Deputy Leader of the Labour Party Party Affairs
- In office 2003 – 13 June 2008
- Preceded by: Joseph Brincat
- Succeeded by: Toni Abela

Personal details
- Born: 16 November 1961 (age 64) Sliema, Colony of Malta
- Party: Labour Party
- Spouse: Anna née Lia
- Children: Martina, Nathaniel
- Website: [www.falzonmichael.com(http://www.falzonmichael.com)]

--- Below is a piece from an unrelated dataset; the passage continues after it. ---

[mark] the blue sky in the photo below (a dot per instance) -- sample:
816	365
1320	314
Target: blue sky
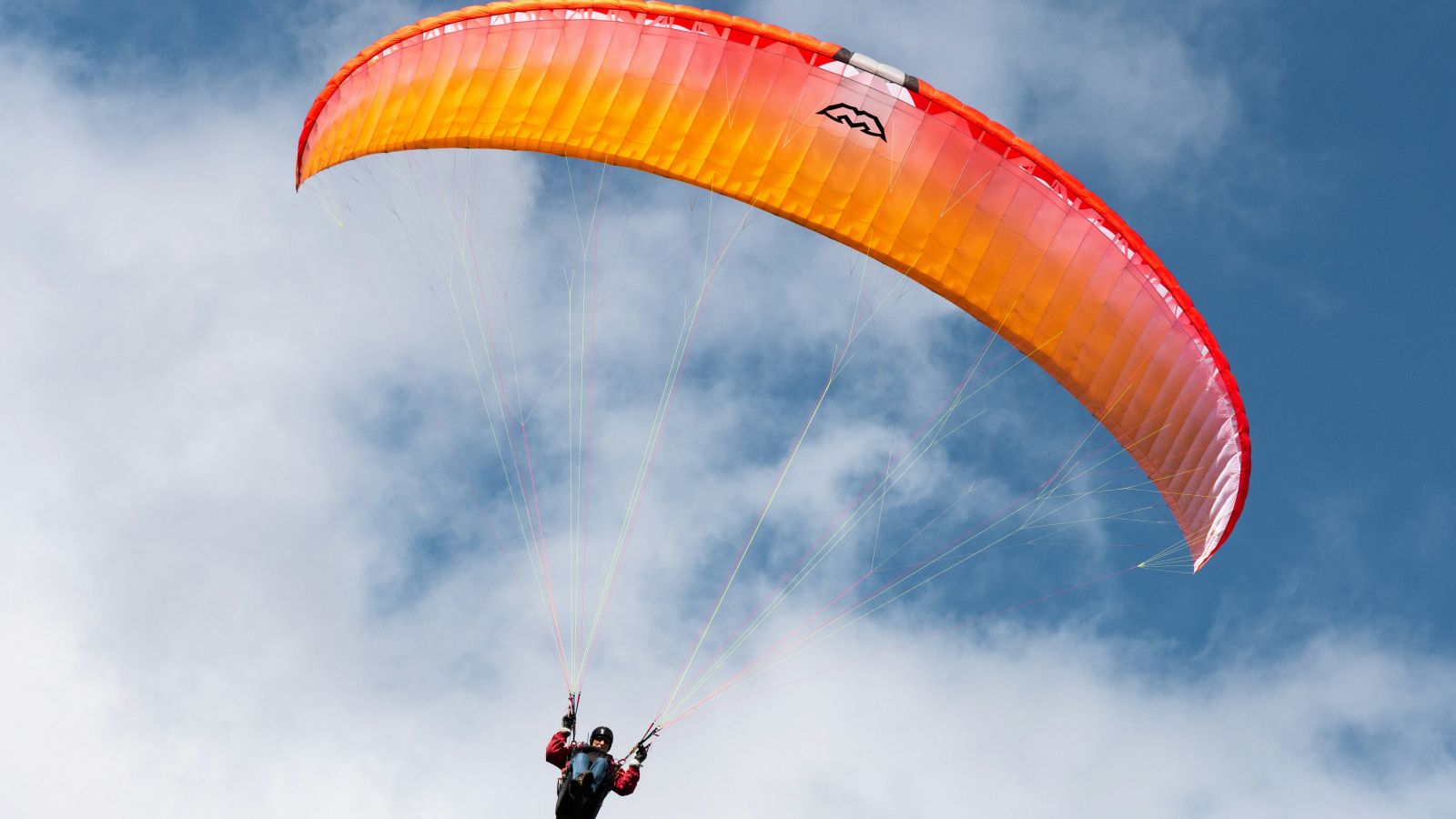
273	537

= Michael Falzon (politician, born 1961) =

Maltese politician

Michael Falzon (born 16 November 1961) is a Maltese politician Labour Party (PL) who has served as a Member of Parliament. He stood as a candidate for the second (Vittoriosa, Senglea, Cospicua, Żabbar, Kalkara and Xgħajra) and tenth electoral (Gżira, Pembroke, Sliema and St. Julian's) divisions of Malta for the PL. He was elected from both districts.

==Family==

Falzon was the son of Mosè Falzon, and Carmela Falzon, née Said, from Gozo. Mosè owned a grocery store just down the road from the family home in Amery Street, Sliema, where Falzon would stay with him sometimes.

He was married to Anna née Lia and had two children: Martina and Nathaniel.

==Education and work==

Falzon was educated at St Albert the Great College in Sliema and Valletta. He then proceeded to do his sixth form studies and joined the Bank of Valletta in 1979 as a clerk. In 1985, the Bank sponsored Michael to start reading law at the University of Malta from where he graduated as a notary in 1989 and as a lawyer in 1991. Falzon also continued with his banking studies obtaining also the International qualification as an Associate of the Chartered Institute of Bankers, ACIB.

Falzon is employed at the Bank of Valletta as an Executive Head within the Bank's Legal Office.

- 1991: Doctor of Laws, University of Malta
- Associate of Chartered Institute of Bankers (UK)

==Political career==

- Responsibilities within the Malta Labour Party:
  - Member of the Maltese Parliament (2008– 2025 )
  - Deputy Leader Party Affairs (2003–2008)
  - International Secretary (1998–2003)
  - Election Manager (1993–2003)

Falzon was a general election candidate during the March 2008 general election where he gained 3,047 first preference votes in the Second District and 2,853 on the Tenth District. He was also Deputy Leader for Party Affairs from May 2003 to June 2008.

Before this, however, Falzon had served as the Election Manager of the Malta Labour Party's Electoral Office since 1992. There he had gathered around him and led a team of dedicated persons who ensured that Labour was both professionally organised and better than the Nationalist Party in ensuring, that the electoral process during election time is fair, transparent and smooth. This professionalism had earned Michael Falzon the respect of everyone nationwide, not only within the Labour camp, but also from the Nationalist Party and the Electoral Commission of Malta.

Falzon also served as the Labour Party's International Secretary between 1998 and 2003. In this capacity he improved Labour's contacts with sister parties in Europe and the Mediterranean Region. Dr Falzon's international work culminated in meetings with world leaders such as the UK's Tony Blair, Italy's Massimo D'Alema, Martin Schulz, the President of the Party of European Socialists within the European Parliament and Australian Labor Leader, and eventually Prime Minister, Kevin Rudd.

Further to the Labour Party win in 2013, Falzon was appointed as Parliamentary Secretary for Planning and Simplification of Administrative Processes. He resigned from his post on 20 January 2016 after a corruption scandal, known as the Gaffarena scandal, involving the Lands Department which fell under his remit. Falzon was forced to resign after a report by the National Audit Office (NAO) concluded there was collusion between government officials in the Lands Department and Gaffarena. After the snap election held in 2017, he was appointed as Minister for Family, Children's Rights and Social Solidarity. On 27 March 2018, the Civil Courts in Malta rescinded the part-exchange deal and revoked all transfers made in two expropriation contracts relating to the Gaffarena scandal.

==Other interests==

Michael Falzon is an enthusiast of the traditional aspects of the Maltese festa. He was also the President of his local band club, Stella Maris in Sliema. He takes interest in anything relating to Maltese identity.